Hoy queremos volver a compartir estos tips de verano, cuando el calor se hace sentir… Aquí tienes 10 consejos para que el calor excesivo no sea el protagonista de la temporada:
1. En el exterior, opta por colores claros
Los colores claros en techos y paredes exteriores reflejan la radiación del sol y evitan el calentamiento de los espacios interiores.
2. Juega con toldos y persianas
Cierra persianas y cortinas en las horas de más calor y, si puedes, instala toldos en las zonas de tu vivienda con mayor radiación solar durante ese mismo espacio de tiempo.
3. Ventilación temprana o nocturna
Todos los expertos lo dicen: no son necesarios más de 10 minutos diarios con las ventanas abiertas para ventilar una casa. Procura ventilar la vivienda en un mismo acto y, en verano, hazlo en las horas más frescas: por la mañana o entrada la tarde-noche.
4. Hidrátate con agua
Beber agua fresca u otros líquidos sin esperar a tener sed, salvo prescripción médica que establezca lo contrario, es una buena manera de protegerte contra el calor. Evita las bebidas alcohólicas, las muy azucaradas, el café y el té.
5. Refréscate
Una ducha templada o fría, o un simple lavado de cara pueden ser aún más efectivos que encender el aire acondicionado.
6. Comidas, mejor ligeras
Haz comidas ligeras que te ayuden a reponer las sales perdidas por el sudor (ensaladas, frutas, verduras) y que eviten sensación de pesadez.
7. En casa, ropa ligera
Una de las causas de cierta ineficiencia en la climatización doméstica está en la ropa que vestimos. Piensa sobre ello: a menudo no nos hemos quitado el pantalón largo que empleamos para trabajar y, sin embargo, ya está encendido el aire acondicionado en casa. Usa ropa de tejidos ligeros.

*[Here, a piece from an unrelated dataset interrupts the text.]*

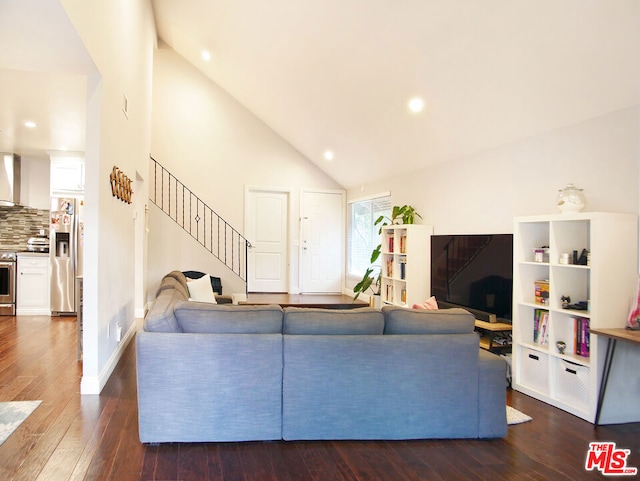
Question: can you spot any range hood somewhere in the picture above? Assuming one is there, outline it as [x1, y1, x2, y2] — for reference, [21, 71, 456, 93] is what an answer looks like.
[0, 154, 20, 206]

8. Fija esta temperatura: 26 grados
No pasar calor no es sinónimo de pasar frío. Una temperatura interior de 26 grados en más que confortable. Y si eres de los calurosos, recuerda que una diferencia de 12 grados entre la temperatura de casa y el exterior no resulta saludable.
9. Aire, sin acondicionar
Un simple abanico puede aportarnos ese extra de frescor que se necesita en las tardes de verano en las que hace calor, pero no de forma exagerada. El aire en movimiento puede bajar tu sensación térmica entre tres y cinco grados, con un consumo eléctrico inferior.
10. Uso responsable del Aire Acondicionado
Úsalo cuando sea necesario y, cuando lo enciendas, no ajustes el termostato a una temperatura más baja de lo normal para enfriar antes el lugar, pues este gesto no lo acelera. Lo único que conseguirás es un gasto de energía innecesario.